Osmanlı‘nın 8. cildinde (196-205) yer alan ve Osmanlı’nın, sanayi döneminin ortaya çıkardığı yeni sorunlara cevaplar üretemediği için çöktüğünü savunan yazı üzerindeki değerlendirmelere devam edeceğim.
Çöküş döneminin global çapta cereyan eden çok yönlü gelişmelerini göz ardı ederek Osmanlı’nın tarih sahnesinden çekilişini bir tek sebebe irca etmenin, fazlaca “kestirme” bir istintaç olacağında kuşku yok. 1789 Fransız ihtilaliyle birlikte dünyayı saran, ekonomide liberal, düşüncede pozitivist, ideolojide milliyetçi akımlar Osmanlı’yı içeriden ve dışarıdan bir ağ gibi kuşatmışken, “içtihat yapılsaydı Osmanlı kurtulurdu” demenin inandırıcı bir yanı olmasa gerek. Yine de kendimizi zorlayarak Osmanlı’nın çöküş sebeplerini tek bir başlık altında toplamayı denersek, “medeniyeti kuran ve yaşatan paradigmanın yenilenememesi” diyebiliriz.
Sadedinde bulunduğumuz yazıdan bir tesbit daha: “Özellikle kuruluş döneminde İslam hukuk sistemi egemen iken daha sonraları içtihat yapılmaması nedeniyle kanun sistemine geçilmiş ve İslam hukuk sistemi kademe kademe terk edilmiştir. Bu terk Fatih ve özellikle Kanuni Süleyman dönemlerinde tamamen belirginleşmiştir. Padişah Süleyman’a verilen “kanuni” sıfatı bu terkin açık bir ifadesi olarak kabul edilebilir.”
Burada –yer darlığı sebebiyle zikretmediğim bir önceki paragraftan da anlaşıldığı üzere– bir kısım padişahların çıkardığı “kanunnameler”e gönderme yapıldığını görüyoruz. Oysa gerek kanunnameler hakkındaki bu yargı, gerekse bir bütün olarak Osmanlı’nın uyguladığı hukuk sistemi hakkındaki bu tesbit de, –Prof. Dr. Ali Bardakoğlu’nun “Osmanlı Hukukunun Şer’iliği Üzerine” başlıklı makalesi hariç tutulacak olursa– Osmanlı hukukunun İslamîliği üzerine Osmanlı‘nın 6. cildinde yer alan hemen tüm makaleler ve özellikle Prof. Dr. Ahmet Akgündüz’ün “Osmanlı Kanunnamelerinin Şer’î Sınırları”, Prof. Dr. Ali Şafak’ın “Osmanlı Devletinde Dinin Yargı Üzerinde Etkisi”, Doç. Dr. Abdülaziz Bayındır’ın “Osmanlı’da Yargının İşleyişi” başlıklı makalelerine göre hayli tartışmalıdır.

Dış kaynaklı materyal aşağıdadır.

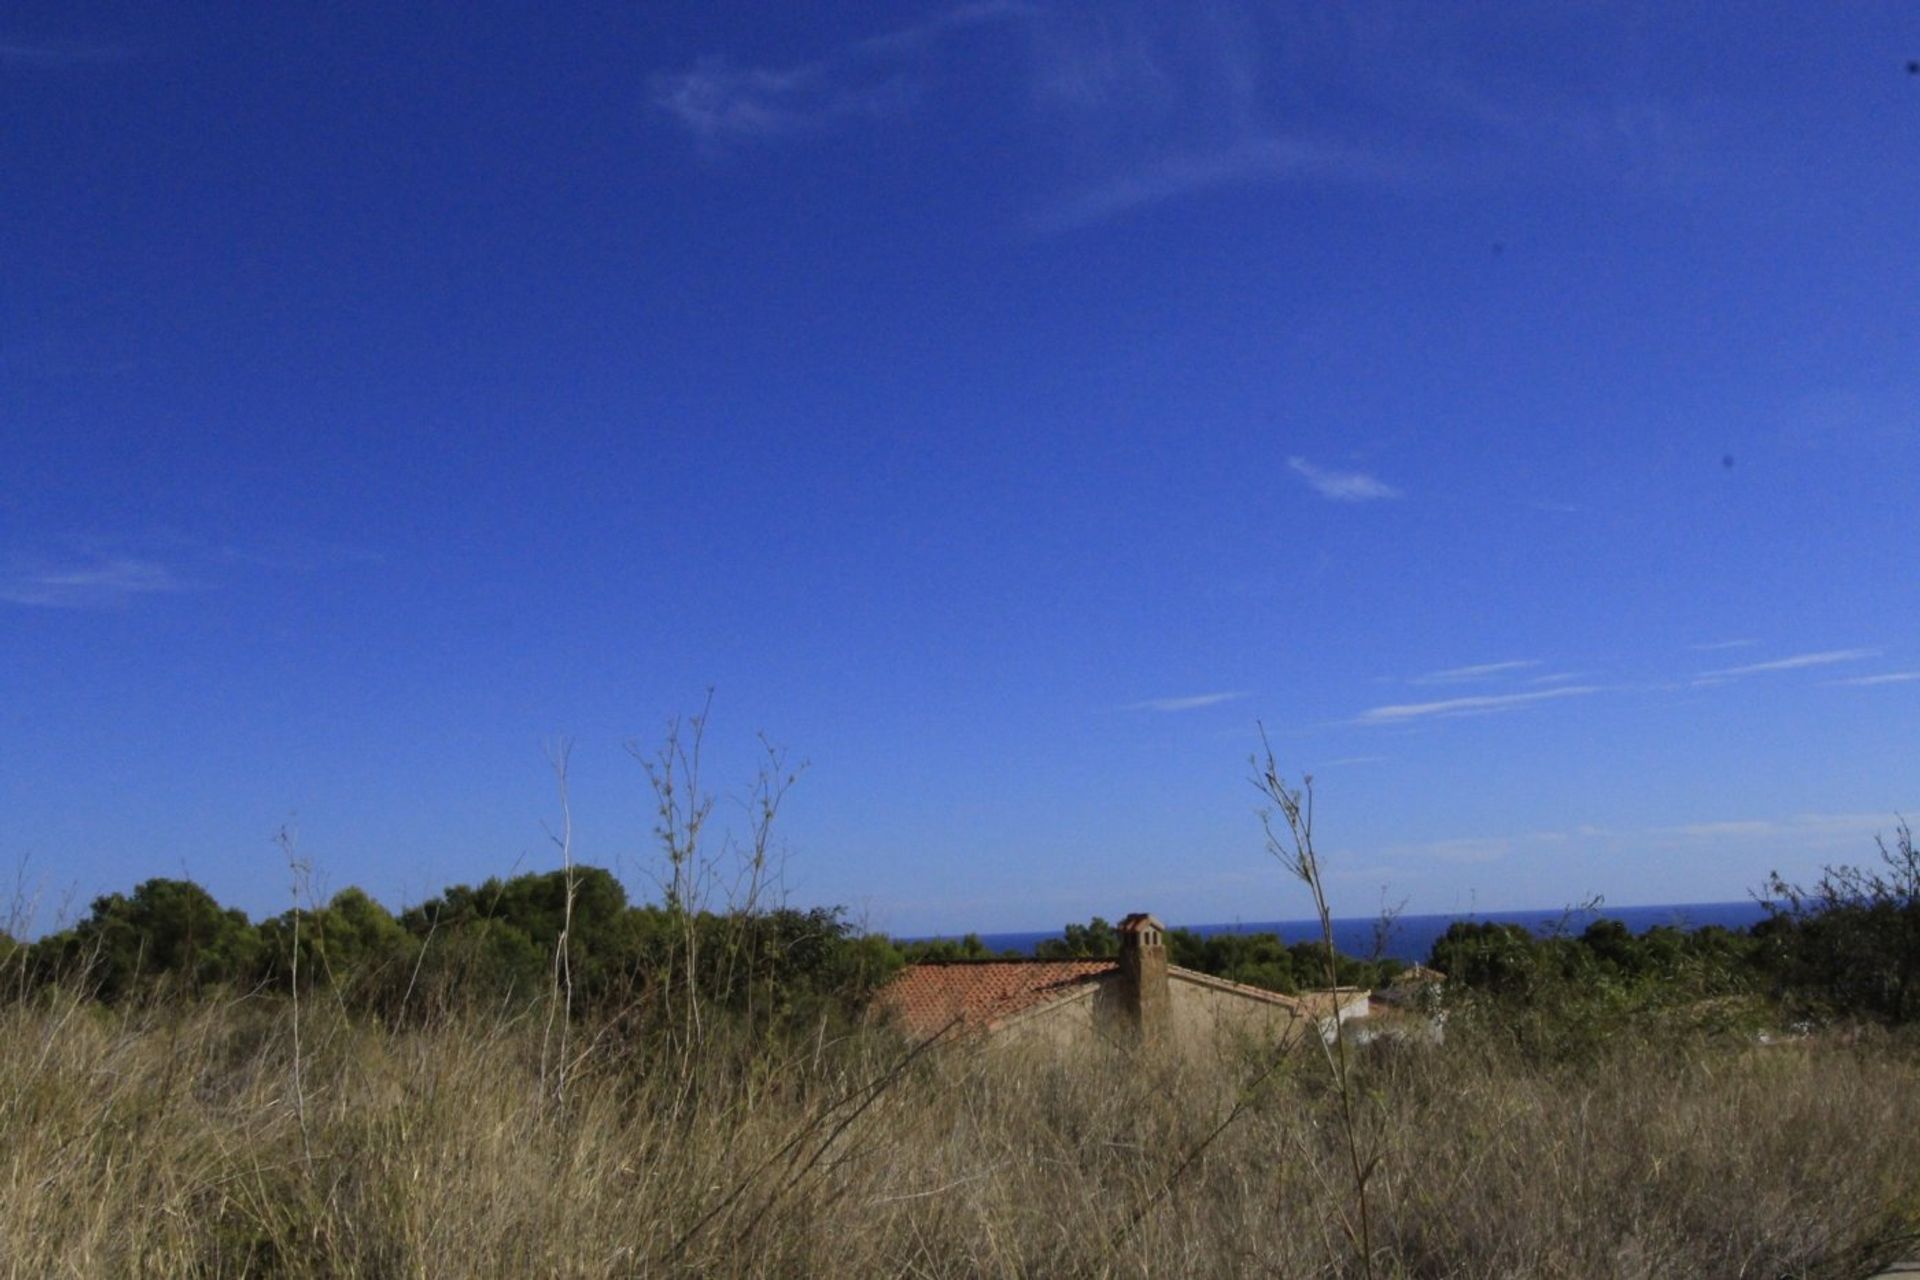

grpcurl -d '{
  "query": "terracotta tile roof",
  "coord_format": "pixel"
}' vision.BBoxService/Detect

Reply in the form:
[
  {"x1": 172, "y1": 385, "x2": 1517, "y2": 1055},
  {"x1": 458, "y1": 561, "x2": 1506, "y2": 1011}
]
[{"x1": 873, "y1": 960, "x2": 1116, "y2": 1039}]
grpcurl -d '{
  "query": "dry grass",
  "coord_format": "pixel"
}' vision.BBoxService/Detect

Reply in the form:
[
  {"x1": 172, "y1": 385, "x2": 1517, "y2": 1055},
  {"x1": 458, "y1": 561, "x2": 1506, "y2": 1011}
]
[{"x1": 2, "y1": 988, "x2": 1917, "y2": 1278}]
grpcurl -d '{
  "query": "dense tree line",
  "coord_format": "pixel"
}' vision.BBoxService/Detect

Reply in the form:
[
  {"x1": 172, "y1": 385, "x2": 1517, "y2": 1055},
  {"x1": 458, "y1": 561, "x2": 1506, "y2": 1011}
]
[
  {"x1": 1425, "y1": 918, "x2": 1762, "y2": 1005},
  {"x1": 1758, "y1": 821, "x2": 1920, "y2": 1023},
  {"x1": 1027, "y1": 823, "x2": 1920, "y2": 1027},
  {"x1": 1427, "y1": 823, "x2": 1920, "y2": 1028},
  {"x1": 6, "y1": 867, "x2": 902, "y2": 1033},
  {"x1": 9, "y1": 823, "x2": 1916, "y2": 1030},
  {"x1": 1028, "y1": 916, "x2": 1402, "y2": 993}
]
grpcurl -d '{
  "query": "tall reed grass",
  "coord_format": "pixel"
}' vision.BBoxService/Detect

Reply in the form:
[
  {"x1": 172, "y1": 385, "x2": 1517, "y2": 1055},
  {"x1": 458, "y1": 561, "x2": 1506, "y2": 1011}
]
[{"x1": 2, "y1": 983, "x2": 1915, "y2": 1277}]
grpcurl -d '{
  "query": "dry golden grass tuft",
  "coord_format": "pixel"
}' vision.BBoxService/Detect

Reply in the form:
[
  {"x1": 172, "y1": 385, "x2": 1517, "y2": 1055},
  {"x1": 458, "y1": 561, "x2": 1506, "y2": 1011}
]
[{"x1": 2, "y1": 985, "x2": 1917, "y2": 1277}]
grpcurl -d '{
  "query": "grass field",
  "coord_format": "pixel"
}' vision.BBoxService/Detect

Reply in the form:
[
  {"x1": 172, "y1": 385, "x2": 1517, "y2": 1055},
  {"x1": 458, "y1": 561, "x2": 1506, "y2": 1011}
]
[{"x1": 3, "y1": 984, "x2": 1917, "y2": 1278}]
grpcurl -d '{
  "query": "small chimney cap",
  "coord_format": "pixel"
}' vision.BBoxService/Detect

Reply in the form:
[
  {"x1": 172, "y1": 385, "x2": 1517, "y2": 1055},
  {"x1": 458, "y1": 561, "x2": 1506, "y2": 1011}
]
[{"x1": 1118, "y1": 912, "x2": 1165, "y2": 932}]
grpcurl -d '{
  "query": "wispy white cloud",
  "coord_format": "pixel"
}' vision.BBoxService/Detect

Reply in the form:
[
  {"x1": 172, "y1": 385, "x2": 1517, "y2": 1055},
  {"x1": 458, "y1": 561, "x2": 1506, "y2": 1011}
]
[
  {"x1": 1659, "y1": 820, "x2": 1777, "y2": 840},
  {"x1": 1121, "y1": 690, "x2": 1249, "y2": 713},
  {"x1": 1021, "y1": 3, "x2": 1730, "y2": 233},
  {"x1": 656, "y1": 0, "x2": 1735, "y2": 235},
  {"x1": 853, "y1": 1, "x2": 1035, "y2": 57},
  {"x1": 650, "y1": 57, "x2": 914, "y2": 142},
  {"x1": 1019, "y1": 3, "x2": 1429, "y2": 230},
  {"x1": 1411, "y1": 837, "x2": 1514, "y2": 865},
  {"x1": 1033, "y1": 135, "x2": 1416, "y2": 233},
  {"x1": 1383, "y1": 809, "x2": 1908, "y2": 870},
  {"x1": 1650, "y1": 811, "x2": 1900, "y2": 844},
  {"x1": 1410, "y1": 659, "x2": 1539, "y2": 685},
  {"x1": 0, "y1": 555, "x2": 192, "y2": 608},
  {"x1": 1384, "y1": 829, "x2": 1568, "y2": 866},
  {"x1": 1693, "y1": 648, "x2": 1876, "y2": 684},
  {"x1": 1689, "y1": 638, "x2": 1758, "y2": 652},
  {"x1": 1527, "y1": 671, "x2": 1592, "y2": 686},
  {"x1": 1287, "y1": 456, "x2": 1401, "y2": 503},
  {"x1": 1356, "y1": 685, "x2": 1601, "y2": 725},
  {"x1": 1830, "y1": 671, "x2": 1920, "y2": 688},
  {"x1": 650, "y1": 1, "x2": 1029, "y2": 144}
]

Prof. Dr. Ali Bardakoğlu’nun, yukarıda iki tire arasına alarak istisna ettiğim makalesi de üzerinde ayrıca durulmayı hak edecek bir yaklaşıma sahip. Onun, “Böyle olunca Kur’an’ı (…) hukukî ve ekonomik ilişkilerin sağlıklı bir şekilde sürdürülebilmesi için elzem olan insanî ve ahlakî zemini kurmayı hedefleyen ana çizgi ve rehber olarak tanıtmak daha doğru olur. Hz. Peygamber’in sünneti de (…)Kur’an’ın örneklendirmesi ve ilk dönem müslüman toplumun şartları içinde açılımı olarak, hem sahabe için hem de kıyamete kadar bütün inananlar için dinin anlaşılmasında önemli bir işleve sahiptir. Bu iki kaynakta yer alan ve temelde ahlakî olan hukukî düzenlemeler muhataplarına sağlam bir başlangıç ve rota çizmekte, gerisini müslüman toplumun ortak sağduyu ve bilincinin evrimine bırakmaktadır. (…) Adalet, doğruluk, iyilik gibi ahlakî içerikli genel atıflar ve yönlendirmeler hesaba katılmazsa din, hukukî düzenleme açısından özel hayatın önemli, kamu hayatının geniş bir kısmını birey ve toplumların inisiyatifine bırakmış olduğu için birçok konuda dine uygunluk ya da aykırılık tartışması yerine rasyonellik, sosyal gerçeklik veya finalist doğruluk açılarından yapılacak değerlendirmeler daha anlamlı olmaktadır…” şeklinde devam edip giden yazısı da “aykırı” bir bakış açısını yansıtmasıyla dikkat çekiyor. Bu manzara da Osmanlı‘daki önemli çelişkiler zımnında bir kenara not edilmelidir.